Bear and I are lucky enough that we get weekends with our kids at the same time. He has a son and I have an Abe, so when we are all together it’s a lot of…boys.
My cooking skills and planning skills are truly put to the test on these weekends. If it were up to them, they’d sit on the couch watching movies, football, and probably a few episodes of Say Yes to the Dress (j/k, I was wondering who was paying attention) while eating out of the pizza box from last night’s order that’s been on the coffee table for more than 12 hours. They’re not animals. They’re not jerks. They’re just…BOYS spending a weekend hanging out. No rules. No concerns.
So, to get them up and moving, I plan trips to the zoo, lunches out with this week’s circular coupons to local restaurants, trips to the park, make-your-own-taco night, you name it. I am a Weekend Planner when we’re all together. Usually by Sunday evening they’re all so sick of following the schedule they probably want to poke holes in my tires, but they smile and say thank you.
Until Sunday night.
After a long day together, a few tantrums (those were Abe’s, not mine), and a meal in public without the iPad (“No iPad? This is terrible news,” Bear said upon entering the restaurant), I stood up from the couch to clean the kitchen.
“I got it,” Bear said. I didn’t even turn around. I assumed he was speaking to someone who was throwing him a football or perhaps to the piece of pepperoni that fell on the floor. I kept walking. “Babe. Go lay down. I got the kitchen.”
Now, Bear is an INCREDIBLE boyfriend. He shows up in every situation to make me feel loved and cherished. But this…this was like foreplay I’d never experienced before.
“Seriously? You’re going to clean the kitchen?”

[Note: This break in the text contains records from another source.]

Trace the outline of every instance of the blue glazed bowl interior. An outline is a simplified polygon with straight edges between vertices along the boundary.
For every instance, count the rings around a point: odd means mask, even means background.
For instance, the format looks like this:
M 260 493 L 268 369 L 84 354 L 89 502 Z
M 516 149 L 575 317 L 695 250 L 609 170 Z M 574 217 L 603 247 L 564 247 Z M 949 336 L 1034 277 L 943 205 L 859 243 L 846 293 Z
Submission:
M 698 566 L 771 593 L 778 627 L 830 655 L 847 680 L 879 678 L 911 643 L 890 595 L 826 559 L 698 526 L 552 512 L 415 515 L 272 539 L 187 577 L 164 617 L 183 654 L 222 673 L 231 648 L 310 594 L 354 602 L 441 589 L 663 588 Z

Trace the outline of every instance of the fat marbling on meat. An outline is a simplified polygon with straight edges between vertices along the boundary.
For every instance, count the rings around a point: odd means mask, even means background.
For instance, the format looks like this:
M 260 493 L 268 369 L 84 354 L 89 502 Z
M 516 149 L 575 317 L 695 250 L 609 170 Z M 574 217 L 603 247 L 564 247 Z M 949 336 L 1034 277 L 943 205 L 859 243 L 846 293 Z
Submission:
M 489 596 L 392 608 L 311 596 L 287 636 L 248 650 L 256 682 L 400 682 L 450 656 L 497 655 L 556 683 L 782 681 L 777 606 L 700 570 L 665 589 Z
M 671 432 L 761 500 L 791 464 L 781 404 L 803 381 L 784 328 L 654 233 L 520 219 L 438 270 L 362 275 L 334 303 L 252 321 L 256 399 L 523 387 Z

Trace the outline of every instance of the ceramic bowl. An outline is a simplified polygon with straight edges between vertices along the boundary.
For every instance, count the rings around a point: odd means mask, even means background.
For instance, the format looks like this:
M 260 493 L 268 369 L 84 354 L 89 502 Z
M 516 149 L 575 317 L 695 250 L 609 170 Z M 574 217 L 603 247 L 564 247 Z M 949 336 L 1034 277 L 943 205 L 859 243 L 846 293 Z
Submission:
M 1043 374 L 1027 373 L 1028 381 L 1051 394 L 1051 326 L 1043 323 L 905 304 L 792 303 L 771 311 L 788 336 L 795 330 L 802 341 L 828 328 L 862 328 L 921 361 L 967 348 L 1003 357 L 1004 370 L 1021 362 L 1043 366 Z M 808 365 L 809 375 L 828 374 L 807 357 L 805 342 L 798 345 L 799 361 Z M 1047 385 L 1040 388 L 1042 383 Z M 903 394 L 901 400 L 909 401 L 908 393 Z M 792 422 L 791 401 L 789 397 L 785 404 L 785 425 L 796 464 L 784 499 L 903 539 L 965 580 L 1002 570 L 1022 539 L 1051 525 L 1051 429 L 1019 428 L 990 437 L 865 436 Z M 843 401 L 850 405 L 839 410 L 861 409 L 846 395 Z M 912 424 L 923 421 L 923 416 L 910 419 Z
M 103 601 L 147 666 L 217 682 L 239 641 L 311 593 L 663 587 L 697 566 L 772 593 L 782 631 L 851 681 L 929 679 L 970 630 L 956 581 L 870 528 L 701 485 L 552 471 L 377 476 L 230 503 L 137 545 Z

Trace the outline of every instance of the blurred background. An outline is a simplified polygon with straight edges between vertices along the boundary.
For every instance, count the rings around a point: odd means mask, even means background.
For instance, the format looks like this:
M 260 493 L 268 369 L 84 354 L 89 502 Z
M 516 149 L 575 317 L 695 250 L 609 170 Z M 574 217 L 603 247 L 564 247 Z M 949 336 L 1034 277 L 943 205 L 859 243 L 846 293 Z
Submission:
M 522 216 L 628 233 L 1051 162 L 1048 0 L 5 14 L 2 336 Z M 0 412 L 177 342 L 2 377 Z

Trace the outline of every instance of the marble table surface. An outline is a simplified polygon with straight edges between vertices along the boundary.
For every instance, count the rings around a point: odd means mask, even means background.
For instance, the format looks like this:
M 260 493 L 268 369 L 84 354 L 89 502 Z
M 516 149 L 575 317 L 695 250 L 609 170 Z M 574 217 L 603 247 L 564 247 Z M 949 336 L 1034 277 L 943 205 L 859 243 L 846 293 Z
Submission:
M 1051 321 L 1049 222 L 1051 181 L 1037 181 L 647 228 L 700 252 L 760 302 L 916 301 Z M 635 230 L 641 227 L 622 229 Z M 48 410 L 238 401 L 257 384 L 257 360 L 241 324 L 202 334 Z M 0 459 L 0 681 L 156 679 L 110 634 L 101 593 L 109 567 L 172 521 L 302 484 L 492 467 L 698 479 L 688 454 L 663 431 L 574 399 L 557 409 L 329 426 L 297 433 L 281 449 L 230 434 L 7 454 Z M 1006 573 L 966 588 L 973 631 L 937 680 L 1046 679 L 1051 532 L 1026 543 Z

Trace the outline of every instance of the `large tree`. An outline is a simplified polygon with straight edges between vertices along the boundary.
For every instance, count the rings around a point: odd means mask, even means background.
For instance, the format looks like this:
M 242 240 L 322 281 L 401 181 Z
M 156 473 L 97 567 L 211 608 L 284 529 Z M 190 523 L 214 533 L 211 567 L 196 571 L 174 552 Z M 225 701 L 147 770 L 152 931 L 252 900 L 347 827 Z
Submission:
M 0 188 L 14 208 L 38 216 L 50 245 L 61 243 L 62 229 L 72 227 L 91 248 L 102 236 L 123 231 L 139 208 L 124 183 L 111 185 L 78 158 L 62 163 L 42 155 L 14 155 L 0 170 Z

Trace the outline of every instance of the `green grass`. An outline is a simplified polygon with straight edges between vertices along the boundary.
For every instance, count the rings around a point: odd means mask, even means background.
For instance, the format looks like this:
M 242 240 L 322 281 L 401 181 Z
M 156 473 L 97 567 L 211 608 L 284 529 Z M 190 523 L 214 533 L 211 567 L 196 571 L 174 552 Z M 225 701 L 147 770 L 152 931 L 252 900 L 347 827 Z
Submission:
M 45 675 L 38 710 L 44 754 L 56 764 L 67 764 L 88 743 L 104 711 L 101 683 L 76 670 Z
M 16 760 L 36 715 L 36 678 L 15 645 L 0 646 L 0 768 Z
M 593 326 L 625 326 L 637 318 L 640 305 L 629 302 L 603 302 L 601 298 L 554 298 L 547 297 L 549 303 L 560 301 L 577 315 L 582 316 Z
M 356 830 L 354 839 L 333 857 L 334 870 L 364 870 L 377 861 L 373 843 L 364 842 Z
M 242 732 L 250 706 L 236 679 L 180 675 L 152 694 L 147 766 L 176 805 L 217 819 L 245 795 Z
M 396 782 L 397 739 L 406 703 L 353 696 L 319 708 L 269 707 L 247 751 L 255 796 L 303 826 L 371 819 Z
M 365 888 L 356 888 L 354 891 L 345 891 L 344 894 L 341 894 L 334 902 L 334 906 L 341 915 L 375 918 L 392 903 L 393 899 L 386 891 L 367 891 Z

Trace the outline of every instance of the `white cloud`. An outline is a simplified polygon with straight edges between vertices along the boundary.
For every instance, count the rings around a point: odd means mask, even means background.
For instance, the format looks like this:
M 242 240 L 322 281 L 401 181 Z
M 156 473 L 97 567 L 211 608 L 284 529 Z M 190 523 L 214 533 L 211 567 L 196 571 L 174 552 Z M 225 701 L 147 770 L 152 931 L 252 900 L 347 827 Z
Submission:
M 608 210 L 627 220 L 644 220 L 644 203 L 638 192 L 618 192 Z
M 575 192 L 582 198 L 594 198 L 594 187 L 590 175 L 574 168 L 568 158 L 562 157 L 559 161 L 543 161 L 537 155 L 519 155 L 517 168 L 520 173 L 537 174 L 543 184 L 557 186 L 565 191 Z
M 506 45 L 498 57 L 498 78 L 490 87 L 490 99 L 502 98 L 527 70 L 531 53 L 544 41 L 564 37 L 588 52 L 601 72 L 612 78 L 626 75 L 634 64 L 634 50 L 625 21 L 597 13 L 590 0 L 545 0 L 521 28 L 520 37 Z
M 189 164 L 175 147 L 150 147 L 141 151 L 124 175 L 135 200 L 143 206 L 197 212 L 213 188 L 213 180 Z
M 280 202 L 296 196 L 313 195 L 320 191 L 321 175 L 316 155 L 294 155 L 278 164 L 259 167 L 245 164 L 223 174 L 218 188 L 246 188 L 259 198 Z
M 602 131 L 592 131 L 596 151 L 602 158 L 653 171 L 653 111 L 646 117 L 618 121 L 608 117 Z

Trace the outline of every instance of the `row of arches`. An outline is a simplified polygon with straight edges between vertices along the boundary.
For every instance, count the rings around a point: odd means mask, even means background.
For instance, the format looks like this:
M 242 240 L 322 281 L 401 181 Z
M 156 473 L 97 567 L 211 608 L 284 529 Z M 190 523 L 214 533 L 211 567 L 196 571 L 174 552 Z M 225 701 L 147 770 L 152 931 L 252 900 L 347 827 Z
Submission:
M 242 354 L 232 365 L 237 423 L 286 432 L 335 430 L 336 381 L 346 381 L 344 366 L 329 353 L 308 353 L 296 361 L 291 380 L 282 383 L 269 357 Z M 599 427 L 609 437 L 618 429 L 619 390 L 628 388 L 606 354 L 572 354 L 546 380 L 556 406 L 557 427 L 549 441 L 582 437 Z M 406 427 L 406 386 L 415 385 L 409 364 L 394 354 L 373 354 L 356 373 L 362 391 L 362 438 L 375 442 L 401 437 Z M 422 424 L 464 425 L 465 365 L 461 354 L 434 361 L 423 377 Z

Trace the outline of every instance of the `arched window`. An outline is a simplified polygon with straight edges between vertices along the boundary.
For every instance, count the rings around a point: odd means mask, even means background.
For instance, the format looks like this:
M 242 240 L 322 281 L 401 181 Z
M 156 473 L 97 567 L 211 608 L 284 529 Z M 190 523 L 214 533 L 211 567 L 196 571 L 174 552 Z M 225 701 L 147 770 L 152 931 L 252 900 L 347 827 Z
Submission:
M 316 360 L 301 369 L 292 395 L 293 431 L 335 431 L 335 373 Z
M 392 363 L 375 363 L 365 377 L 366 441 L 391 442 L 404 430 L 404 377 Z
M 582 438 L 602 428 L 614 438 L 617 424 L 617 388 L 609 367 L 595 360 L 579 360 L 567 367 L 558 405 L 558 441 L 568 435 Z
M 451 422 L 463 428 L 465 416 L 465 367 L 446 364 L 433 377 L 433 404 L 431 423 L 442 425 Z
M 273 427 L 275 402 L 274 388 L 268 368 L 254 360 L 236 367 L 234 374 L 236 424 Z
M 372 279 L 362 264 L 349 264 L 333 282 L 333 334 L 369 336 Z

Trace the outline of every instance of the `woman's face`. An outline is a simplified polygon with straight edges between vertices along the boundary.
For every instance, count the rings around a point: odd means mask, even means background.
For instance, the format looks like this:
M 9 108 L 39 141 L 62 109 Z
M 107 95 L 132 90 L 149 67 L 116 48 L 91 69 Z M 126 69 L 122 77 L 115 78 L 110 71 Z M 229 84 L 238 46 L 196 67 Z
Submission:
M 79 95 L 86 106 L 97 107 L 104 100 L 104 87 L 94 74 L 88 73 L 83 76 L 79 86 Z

“Yep! We got it! You go relax.”
I’m not lying. I’m not EVEN lying. He said this to me. And then I went and laid down. And I HEARD him in the kitchen doing things with dishes so I knew he actually went in to the kitchen after he said that to me.
And I went to sleep. It was amazing.
We all woke up in a tizzy the next morning (and by “we” I mean Bear, followed by his son, followed LONG after by Abe and me…we got the “sleep in” gene). I rushed to get dressed so I could get some breakfast out before everyone had to split. And as I walked into the kitchen…I saw it.
Pots. Pots everywhere.
“I didn’t really clean it like you clean it. But I unloaded and re-loaded the dishwasher,” Bear said pouring his coffee and smiling sheepishly.
Upon closer inspection, I realized the counters were not wiped down. The stove wasn’t tended to. The floors were not swept. This. This was not a kitchen that had been “gotten.”
“That’s okay,” I smiled.
I mean, how am I supposed to feel about this?!
It took me a full day to process my feelings (after washing the pots and pans, wiping down the counters and the stove, and sweeping the floors, of course). Bear says in general I need to relax and go with the flow a little better. He’s right. He’s damn right. But about this? I mean, really, ABOUT THIS TOO?! You said you “got” the kitchen and the kitchen was not “GOT” when I walked in. Do I just chalk it up to my boyfriend being a huge liar and move on with life!? BECAUSE THIS WAS A HUGE LIE!
Alright. I’m exaggerating. But truth be told this stupid little experience really did teach me some things:
1. Bear would do anything to make me happy. He might not do things the way I would do them, but he would do them if he thought it helped.
2. When the pots aren’t washed, counters aren’t wiped, and floors aren’t swept…it IS in fact possible for me to go to sleep.
3. Kitchens clean up the same way the morning after dinner as the evening OF dinner.
4. I should probably relax and go with the flow a little bit better.
5. I’m more of a control-freak than I thought.
Anyway. I’m incredibly grateful to have the life that I have with the man in it who supports me like crazy. I’m also incredibly grateful that he teaches me how to be better, both by communicating with me (he’s RIL good at that) and also by bringing my issues out into the light so I can actually SEE myself (by doing things like cleaning the kitchen the way HE cleans it). I suppose any good relationship does this: forces you in front of a mirror to take a good hard look at your particular brand of crazy. Without it, we all hang out being the same people forever and, frankly, now that I’m realizing what a control-freak I am, I don’t really want to be that anymore. And I’d have been really sad if I looked back later and realized no one ever mentioned to me what a control-freak I’ve been.
All that being said, the kitchen is cleaned to standard this evening. So, I can go to bed.